La règle des quatre vingt dix pour cent, je vous dis.

Découper l’isolant après avoir remplacer la lame du cutter, - eh eh il m’en reste plein- mettre en place, reposer avec des vis laiton neuves – une boite remplie.

Je saute sur le cahier. Je barre rageusement de trois traits qui transpercent la feuille.

-         une ligne, une. Avantage Jean-pierre !

 

Loulou tourne la tête, son regard c’est une visite médicale. Il est consterné !

-         Toc toc toc ! Je sors la tête, un nouveau visiteur cogne la coque d’un air averti.
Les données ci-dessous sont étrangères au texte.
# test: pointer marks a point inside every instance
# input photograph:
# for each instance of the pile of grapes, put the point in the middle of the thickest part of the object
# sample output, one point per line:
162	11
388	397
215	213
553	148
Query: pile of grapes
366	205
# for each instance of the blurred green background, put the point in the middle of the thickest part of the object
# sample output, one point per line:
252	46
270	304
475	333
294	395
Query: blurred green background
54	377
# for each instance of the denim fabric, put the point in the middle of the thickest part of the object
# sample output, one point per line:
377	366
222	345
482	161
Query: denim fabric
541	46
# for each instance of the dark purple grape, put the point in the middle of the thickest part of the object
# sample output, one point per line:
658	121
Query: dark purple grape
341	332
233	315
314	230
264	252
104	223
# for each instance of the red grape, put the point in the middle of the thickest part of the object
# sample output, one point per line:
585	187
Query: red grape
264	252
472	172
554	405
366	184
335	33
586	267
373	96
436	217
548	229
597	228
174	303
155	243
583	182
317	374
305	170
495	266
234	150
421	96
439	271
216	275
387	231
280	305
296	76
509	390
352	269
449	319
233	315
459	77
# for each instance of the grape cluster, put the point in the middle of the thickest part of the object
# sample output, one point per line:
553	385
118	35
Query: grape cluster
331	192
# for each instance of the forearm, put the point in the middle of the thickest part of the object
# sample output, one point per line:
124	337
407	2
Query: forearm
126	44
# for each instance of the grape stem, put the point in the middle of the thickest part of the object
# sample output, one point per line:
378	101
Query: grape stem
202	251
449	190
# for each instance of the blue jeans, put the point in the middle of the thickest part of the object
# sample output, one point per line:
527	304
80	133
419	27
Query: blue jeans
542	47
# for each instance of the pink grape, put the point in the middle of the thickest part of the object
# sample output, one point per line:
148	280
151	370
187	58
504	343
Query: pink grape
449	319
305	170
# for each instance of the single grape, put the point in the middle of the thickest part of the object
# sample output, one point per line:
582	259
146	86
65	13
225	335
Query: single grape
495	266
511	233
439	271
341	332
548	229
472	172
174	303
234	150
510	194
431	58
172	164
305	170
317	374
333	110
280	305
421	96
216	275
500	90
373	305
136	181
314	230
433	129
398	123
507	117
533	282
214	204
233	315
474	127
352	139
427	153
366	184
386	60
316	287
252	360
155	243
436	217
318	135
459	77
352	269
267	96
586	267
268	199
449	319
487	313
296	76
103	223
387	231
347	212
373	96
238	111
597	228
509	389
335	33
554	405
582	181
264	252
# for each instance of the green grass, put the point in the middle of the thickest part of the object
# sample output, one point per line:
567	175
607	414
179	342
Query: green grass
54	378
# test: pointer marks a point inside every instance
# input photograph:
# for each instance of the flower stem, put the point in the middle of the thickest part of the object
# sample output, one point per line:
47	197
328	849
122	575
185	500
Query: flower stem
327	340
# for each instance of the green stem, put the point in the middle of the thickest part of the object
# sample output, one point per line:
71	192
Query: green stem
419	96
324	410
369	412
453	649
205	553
-         Elle est en quoi votre coque ?

-         En tôle, pourquoi ?

-         En tôle ?  ma femme dit qu’elle aurait plus confiance dans un bateau en acier.

-         Ben ouais, elle a raison, le Titanic était en acier, il a quand même traversé l’Atlantique !

-         Et même dans l’épaisseur ! dit Loulou en se marrant .

  Pompez, pompez matelots. Je gonfle la bonbonne a pétrole . A la pression normale cela tient. Plus de fuite. J’ose la graduation Maximum du manomètre. Pour vérifier qu’on a bien obstrué la fissure de la pompe. Bon, très bon. Une ligne s’en va. Tiens faut que je trouve un joint de rechange pour la pompe.

Aaarghh , égalité. Une ligne s’en va, une autre ligne  arrive. Le crépuscule est entamé  depuis longtemps. J’attaque les ridoirs.

Sortir la baladeuse, le crépuscule est vraiment noir, ce soir. Nettoyage, graissage, remontage. Tout baigne.

-         Loulou, il me manque une goupille.

-         Pas touche. Il est laconique le Loulou. Aie , nul pour l’instant, la ligne goupille bouscule la ligne ridoir.

-         :Merd…il me manque aussi  une rondelle de seize inox.

Battu. Point au cahier.

 La journée s’achève par une ligne de plus qu’hier. On a quand même remplacé des lignes compliquées par des lignes faciles. On dira que le bilan est positif, si on considère le qualitatif. C’est bon signe.

Lorsqu’on se pose des questions sur la qualité, on est pas loin d’avoir réuni la bonne quantité.

 Les jours ont accéléré, c’est a dire que notre retard a augmenté. Je dois dire que le bateau monopolise mes pensées. Il n’y a même plus de pensées, des listes, des lignes qu’on barre fébrilement.

 Et puis un jour on a dit : Ok demain nous partons. Du coup, nous n’avions plus qu’un jour de retard, puisque le départ ce serait demain. Magie des écritures.

Ce soir chacun  rentre a la maison, chacun chez soi. Pour la dernière nuit. La dernière nuit avant le retour. Mais ce soir, elle n’y croit plus je crois.  Serments,  promesses.

-         C’est pour quand le retour ?

-         Au retour, je te bâtirai une maison que tu aimes.

 Quand on part, il faut toujours semer un prétexte pour revenir.

 Les enfants vont au lit comme si je rentrais demain.